Aim Species ranges have adapted during the Holocene to altering climate conditions, but it remains unclear if species will be able to keep pace with recent and future climate change. The goal of our study is to assess the influence of changing macroclimate, competition and habitat connectivity on the migration rates of 14 tree species. We also compare the projections of range shifts from species distribution models (SDMs) that incorporate realistic migration rates with classical models that assume no or unlimited migration.
Methods We calibrated SDMs with species abundance data from 5768 forest plots from ICP Forest Level 1 in relation to climate, topography, soil and land-use data to predict current and future tree distributions. To predict future species ranges from these models, we applied three migration scenarios: no migration, unlimited migration and realistic migration. The migration rates for the SDMs incorporating realistic migration were estimated according to macroclimate, inter-specific competition and habitat connectivity from simulation experiments with a spatially explicit process model (TreeMig). From these relationships, we then developed a migration cost surface to constrain the predicted distributions of the SDMs.
Results The distributions of early-successional species during the 21st century predicted by SDMs that incorporate realistic migration matched quite well with the unlimited migration assumption (mean migration rate over Europe for A1fi/GRAS climate and land-use change scenario 156.7 ± 79.1 m year−1 and for B1/SEDG 164.3 ± 84.2 m year−1). The predicted distributions of mid- to late-successional species matched better with the no migration assumption (A1fi/GRAS, 15.2 ± 24.5 m year−1 and B1/SEDG, 16.0 ± 25.6 m year−1).
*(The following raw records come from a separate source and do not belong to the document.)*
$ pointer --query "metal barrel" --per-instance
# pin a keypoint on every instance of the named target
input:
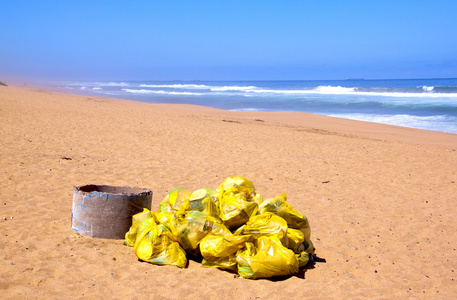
(104, 211)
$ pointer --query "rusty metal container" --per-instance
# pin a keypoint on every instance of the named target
(104, 211)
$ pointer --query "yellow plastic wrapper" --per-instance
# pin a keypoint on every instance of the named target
(294, 219)
(266, 224)
(220, 251)
(192, 227)
(235, 209)
(241, 183)
(137, 220)
(155, 243)
(198, 198)
(174, 200)
(269, 258)
(231, 227)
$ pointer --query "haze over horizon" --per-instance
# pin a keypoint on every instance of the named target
(227, 40)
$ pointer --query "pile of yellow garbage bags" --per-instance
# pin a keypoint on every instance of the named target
(231, 228)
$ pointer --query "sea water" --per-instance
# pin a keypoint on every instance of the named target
(419, 103)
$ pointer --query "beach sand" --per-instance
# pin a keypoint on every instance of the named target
(381, 200)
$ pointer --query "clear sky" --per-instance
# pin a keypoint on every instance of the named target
(227, 40)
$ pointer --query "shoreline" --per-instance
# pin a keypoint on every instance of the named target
(333, 124)
(380, 199)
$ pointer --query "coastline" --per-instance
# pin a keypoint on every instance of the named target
(380, 198)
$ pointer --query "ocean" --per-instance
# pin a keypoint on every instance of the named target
(419, 103)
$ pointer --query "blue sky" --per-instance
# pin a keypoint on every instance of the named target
(227, 40)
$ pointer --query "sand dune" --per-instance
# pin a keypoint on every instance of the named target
(380, 199)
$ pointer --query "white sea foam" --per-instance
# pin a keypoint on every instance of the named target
(338, 90)
(176, 86)
(438, 123)
(428, 88)
(334, 89)
(247, 109)
(144, 91)
(233, 88)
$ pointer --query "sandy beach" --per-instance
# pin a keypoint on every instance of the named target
(380, 199)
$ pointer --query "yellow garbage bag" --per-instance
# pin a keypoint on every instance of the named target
(137, 220)
(220, 250)
(266, 224)
(241, 183)
(234, 208)
(198, 199)
(268, 258)
(174, 200)
(192, 227)
(155, 243)
(294, 219)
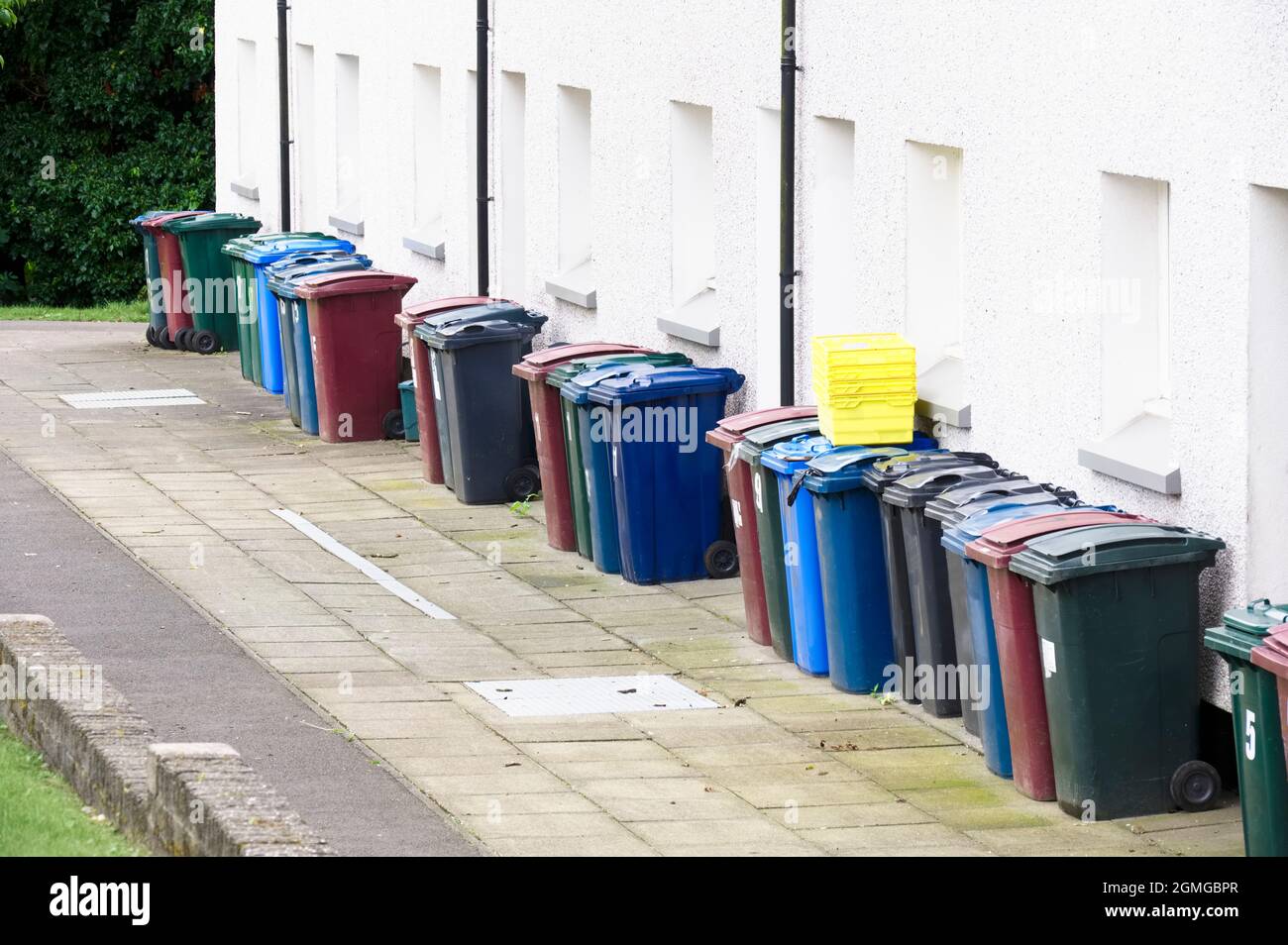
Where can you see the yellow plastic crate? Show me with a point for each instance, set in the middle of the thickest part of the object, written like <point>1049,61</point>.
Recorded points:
<point>863,351</point>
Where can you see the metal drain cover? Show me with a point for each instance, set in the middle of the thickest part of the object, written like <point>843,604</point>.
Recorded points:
<point>590,695</point>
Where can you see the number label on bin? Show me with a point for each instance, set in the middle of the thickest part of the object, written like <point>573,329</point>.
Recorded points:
<point>1047,658</point>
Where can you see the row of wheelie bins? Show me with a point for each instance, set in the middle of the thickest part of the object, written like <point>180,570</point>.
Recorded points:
<point>309,318</point>
<point>1065,635</point>
<point>1253,643</point>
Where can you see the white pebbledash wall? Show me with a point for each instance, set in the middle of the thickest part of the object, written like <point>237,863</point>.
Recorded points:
<point>1039,101</point>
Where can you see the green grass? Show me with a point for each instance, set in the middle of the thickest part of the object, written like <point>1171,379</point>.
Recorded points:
<point>112,312</point>
<point>40,815</point>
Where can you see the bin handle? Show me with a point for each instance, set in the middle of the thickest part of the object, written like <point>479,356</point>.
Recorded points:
<point>798,480</point>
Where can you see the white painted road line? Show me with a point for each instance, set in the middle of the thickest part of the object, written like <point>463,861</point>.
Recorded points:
<point>349,557</point>
<point>589,695</point>
<point>103,399</point>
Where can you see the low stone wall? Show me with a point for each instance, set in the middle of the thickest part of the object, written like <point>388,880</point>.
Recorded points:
<point>187,799</point>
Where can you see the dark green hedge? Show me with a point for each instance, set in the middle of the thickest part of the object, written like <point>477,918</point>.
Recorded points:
<point>116,94</point>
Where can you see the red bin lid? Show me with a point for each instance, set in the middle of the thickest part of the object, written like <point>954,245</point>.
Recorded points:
<point>741,422</point>
<point>413,314</point>
<point>1273,654</point>
<point>536,366</point>
<point>997,545</point>
<point>357,282</point>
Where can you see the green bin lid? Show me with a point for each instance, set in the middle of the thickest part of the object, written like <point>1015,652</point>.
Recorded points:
<point>1060,557</point>
<point>233,223</point>
<point>1245,627</point>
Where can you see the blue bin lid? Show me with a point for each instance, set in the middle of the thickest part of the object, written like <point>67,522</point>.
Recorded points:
<point>795,454</point>
<point>281,279</point>
<point>509,312</point>
<point>995,512</point>
<point>664,382</point>
<point>841,469</point>
<point>578,387</point>
<point>469,334</point>
<point>279,249</point>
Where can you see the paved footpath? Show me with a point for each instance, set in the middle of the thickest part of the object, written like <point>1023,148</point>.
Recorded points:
<point>787,765</point>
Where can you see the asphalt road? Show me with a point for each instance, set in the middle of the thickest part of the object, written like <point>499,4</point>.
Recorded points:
<point>193,683</point>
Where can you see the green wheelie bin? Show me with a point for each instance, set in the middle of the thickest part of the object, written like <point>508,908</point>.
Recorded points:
<point>213,290</point>
<point>1258,746</point>
<point>1117,612</point>
<point>578,493</point>
<point>769,524</point>
<point>248,301</point>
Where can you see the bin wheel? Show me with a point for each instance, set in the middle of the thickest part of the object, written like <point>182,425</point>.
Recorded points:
<point>523,481</point>
<point>204,342</point>
<point>1196,786</point>
<point>393,426</point>
<point>721,559</point>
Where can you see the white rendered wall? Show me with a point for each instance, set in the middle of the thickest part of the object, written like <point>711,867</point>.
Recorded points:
<point>1042,99</point>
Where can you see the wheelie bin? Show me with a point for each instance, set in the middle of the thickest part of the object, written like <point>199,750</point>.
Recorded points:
<point>213,293</point>
<point>1258,747</point>
<point>356,349</point>
<point>407,321</point>
<point>411,425</point>
<point>151,273</point>
<point>1273,657</point>
<point>948,509</point>
<point>1117,612</point>
<point>876,477</point>
<point>769,524</point>
<point>800,550</point>
<point>940,679</point>
<point>853,568</point>
<point>548,430</point>
<point>728,433</point>
<point>585,464</point>
<point>592,451</point>
<point>1010,606</point>
<point>248,297</point>
<point>973,612</point>
<point>168,290</point>
<point>666,476</point>
<point>299,389</point>
<point>267,340</point>
<point>484,422</point>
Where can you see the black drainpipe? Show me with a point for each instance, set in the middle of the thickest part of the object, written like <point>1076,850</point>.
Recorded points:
<point>481,147</point>
<point>787,214</point>
<point>283,114</point>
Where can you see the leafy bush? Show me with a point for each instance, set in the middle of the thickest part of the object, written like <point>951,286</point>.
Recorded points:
<point>106,111</point>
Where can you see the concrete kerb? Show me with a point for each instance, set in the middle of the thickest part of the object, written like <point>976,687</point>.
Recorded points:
<point>187,799</point>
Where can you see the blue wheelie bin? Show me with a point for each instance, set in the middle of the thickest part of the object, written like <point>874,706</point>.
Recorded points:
<point>269,331</point>
<point>800,550</point>
<point>853,567</point>
<point>292,318</point>
<point>668,480</point>
<point>595,458</point>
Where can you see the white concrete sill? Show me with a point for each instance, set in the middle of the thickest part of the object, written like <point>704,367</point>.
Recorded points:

Inter-specific competition, which is higher under favourable growing conditions, reduced range shift velocity more than did adverse macroclimatic conditions (i.e. very cold or dry climate). Habitat fragmentation also led to considerable time lags in range shifts.
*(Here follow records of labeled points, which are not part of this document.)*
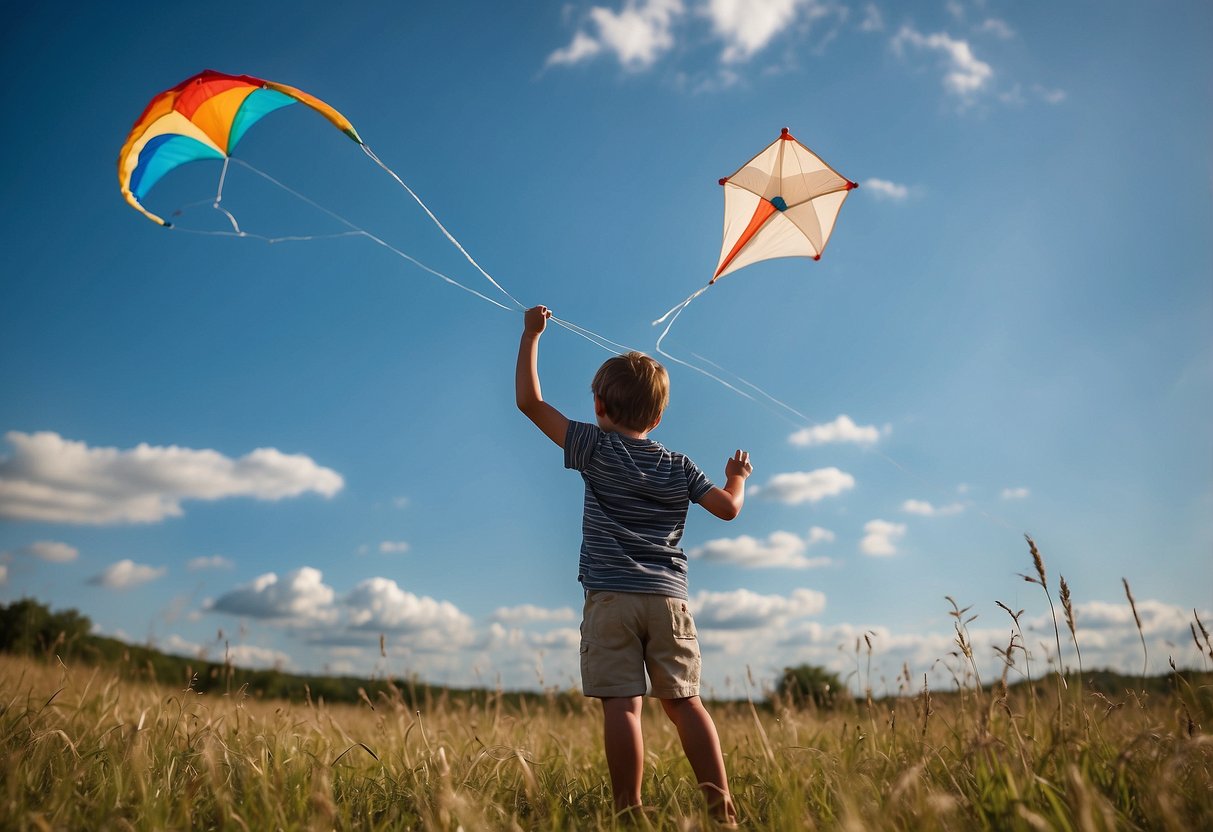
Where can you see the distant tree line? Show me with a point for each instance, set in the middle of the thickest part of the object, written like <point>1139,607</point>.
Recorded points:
<point>28,627</point>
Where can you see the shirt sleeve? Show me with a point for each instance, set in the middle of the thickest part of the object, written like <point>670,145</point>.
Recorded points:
<point>698,484</point>
<point>580,442</point>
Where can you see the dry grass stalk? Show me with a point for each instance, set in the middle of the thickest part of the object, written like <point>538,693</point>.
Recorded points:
<point>1137,620</point>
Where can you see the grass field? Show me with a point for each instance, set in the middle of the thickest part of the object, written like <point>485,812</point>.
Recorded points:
<point>87,747</point>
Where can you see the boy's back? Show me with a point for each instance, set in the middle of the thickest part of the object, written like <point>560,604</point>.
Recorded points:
<point>636,501</point>
<point>636,617</point>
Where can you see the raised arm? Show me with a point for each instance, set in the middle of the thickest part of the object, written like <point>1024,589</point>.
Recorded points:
<point>528,392</point>
<point>727,502</point>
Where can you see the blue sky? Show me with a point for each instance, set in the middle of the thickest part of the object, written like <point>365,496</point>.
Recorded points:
<point>291,449</point>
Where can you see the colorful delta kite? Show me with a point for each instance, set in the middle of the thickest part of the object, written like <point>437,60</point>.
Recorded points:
<point>204,117</point>
<point>782,203</point>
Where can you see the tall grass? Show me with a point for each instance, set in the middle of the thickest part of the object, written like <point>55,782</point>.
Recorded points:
<point>83,748</point>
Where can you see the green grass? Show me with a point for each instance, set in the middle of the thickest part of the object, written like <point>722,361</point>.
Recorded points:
<point>91,747</point>
<point>84,748</point>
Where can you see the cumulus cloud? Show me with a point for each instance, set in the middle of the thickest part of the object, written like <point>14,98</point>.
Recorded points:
<point>747,26</point>
<point>53,479</point>
<point>881,537</point>
<point>126,574</point>
<point>780,550</point>
<point>838,431</point>
<point>637,35</point>
<point>812,486</point>
<point>380,604</point>
<point>529,613</point>
<point>742,609</point>
<point>924,508</point>
<point>884,189</point>
<point>643,30</point>
<point>53,551</point>
<point>300,596</point>
<point>964,75</point>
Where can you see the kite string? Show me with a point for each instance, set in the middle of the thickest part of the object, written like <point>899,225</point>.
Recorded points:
<point>677,311</point>
<point>804,421</point>
<point>356,231</point>
<point>440,226</point>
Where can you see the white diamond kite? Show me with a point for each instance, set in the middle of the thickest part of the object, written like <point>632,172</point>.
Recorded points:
<point>782,203</point>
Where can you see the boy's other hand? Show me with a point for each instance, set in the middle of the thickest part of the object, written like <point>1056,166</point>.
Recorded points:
<point>536,319</point>
<point>739,466</point>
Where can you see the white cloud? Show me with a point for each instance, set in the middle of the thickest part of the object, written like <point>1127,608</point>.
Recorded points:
<point>780,550</point>
<point>637,35</point>
<point>881,537</point>
<point>379,604</point>
<point>927,509</point>
<point>301,596</point>
<point>53,551</point>
<point>747,26</point>
<point>126,574</point>
<point>838,431</point>
<point>964,74</point>
<point>742,609</point>
<point>799,486</point>
<point>209,562</point>
<point>53,479</point>
<point>529,613</point>
<point>886,189</point>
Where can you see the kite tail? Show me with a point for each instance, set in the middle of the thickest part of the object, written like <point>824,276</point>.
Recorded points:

Main conclusions Migration rates depend on species traits, competition, spatial habitat configuration and climatic conditions. As a result, re-adjustments of species ranges to climate and land-use change are complex and very individualistic, yet still quite predictable. Early-successional species track climate change almost instantaneously while mid- to late- successional species were predicted to migrate very slowly.